The etiopathogenesis of Herlyn-Werner-Wünderlich syndrome is unknown^1,2,4. This anomaly may result from lack of fusion of the Mullerian ducts in the midline to connect with the urogenital sinus, or from the creation of an adequate lumen at the top of the vagina and uterus by resorption of the central vaginal cells and the septum between the fused Mullerian ducts, resulting in duplication of the body and cervix⁴.
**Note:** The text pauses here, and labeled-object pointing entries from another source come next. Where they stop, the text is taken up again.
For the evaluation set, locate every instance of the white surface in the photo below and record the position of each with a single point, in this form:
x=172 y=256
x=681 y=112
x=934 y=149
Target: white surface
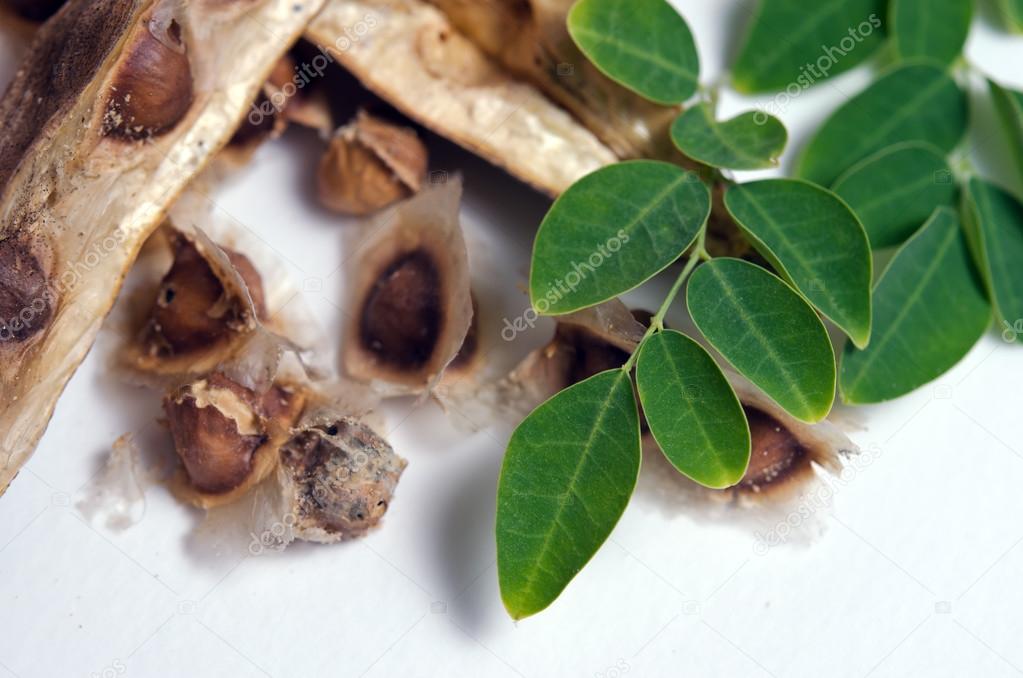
x=914 y=573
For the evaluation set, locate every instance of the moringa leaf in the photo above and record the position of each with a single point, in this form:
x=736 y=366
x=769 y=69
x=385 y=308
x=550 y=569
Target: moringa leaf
x=895 y=190
x=693 y=412
x=995 y=220
x=568 y=475
x=767 y=331
x=933 y=30
x=1012 y=14
x=929 y=310
x=793 y=42
x=751 y=141
x=815 y=241
x=912 y=102
x=1009 y=103
x=645 y=45
x=613 y=230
The clinical presentation of Herlyn-Werner-Wünderlich syndrome is usually asymptomatic until menarche; most are diagnosed 2 months to 1 year after the first menstrual period. Presenting symptoms are dysmenorrhea, recurrent cyclic abdominal pain, irregular menses, and sometimes a palpable pelvic mass. Occasionally, hematocolpos or hematometra may develop pyocolpos, pyosalpinx and pelvic peritonitis, and some patients manifest only infertility or recurrent pregnancy loss^4,7. In the two cases presented, patients reported abdominal pain that increased with menstruation, as well as symptoms described in similar cases^5,8. The age of presentation was also similar to other reports, starting menstruation starting between 11 and 13 years of age⁸. One case has been described in an adult female(9) whose initial diagnosis was an ovarian-related pathology due to abdominal pain. Ultrasound and MRI were requested for further evaluation and the results were compatible with Herlyn-Werner-Wünderlich syndrome.
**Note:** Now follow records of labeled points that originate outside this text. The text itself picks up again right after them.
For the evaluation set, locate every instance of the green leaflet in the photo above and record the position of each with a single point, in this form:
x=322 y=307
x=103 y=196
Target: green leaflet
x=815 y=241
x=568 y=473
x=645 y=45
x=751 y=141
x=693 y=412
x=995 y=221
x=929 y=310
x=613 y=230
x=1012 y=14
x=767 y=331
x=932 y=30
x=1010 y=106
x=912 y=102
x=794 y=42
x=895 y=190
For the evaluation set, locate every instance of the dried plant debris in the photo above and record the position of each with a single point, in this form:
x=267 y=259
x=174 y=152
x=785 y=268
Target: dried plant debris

Lan Zhu's classification allows to identify the type of obstruction, and provide better management. The surgical treatment of choice is wide resection of the septum. When the obstructed hemivagina is bulging, management is easier (Zhu classification 1.1), as in case number 2, in which 600 mL of retained blood was drained. When the hemivagina is not bulging or is partially bulging due to a communication, the management is extensive resection of the septum, as in the first published case, in which purulent material was drained (Zhu classification 2.1). In both cases, the vaginal septum was resected and the hematocolpos or pyocolpos was drained, with satisfactory results.

Our report is relevant, because pyocolpos in Herlyn-Werner-Wünderlich syndrome is extremely rare^5,10. It is important to consider this type of presentation in febrile patients with acute abdominal pain. Ultrasound allows detection of the syndrome and is inexpensive. However, MRI is recommended for better resolution and anatomical definition.

Although Herlyn-Werner-Wünderlich syndrome is a very rare presentation, it is believed that these cases may be relatively frequent in our country, so it should be suspected in adolescents with abdominal pain and dysmenorrhea, for correct diagnosis and management and to avoid complications such as chronic pelvic pain, endometriosis and infertility.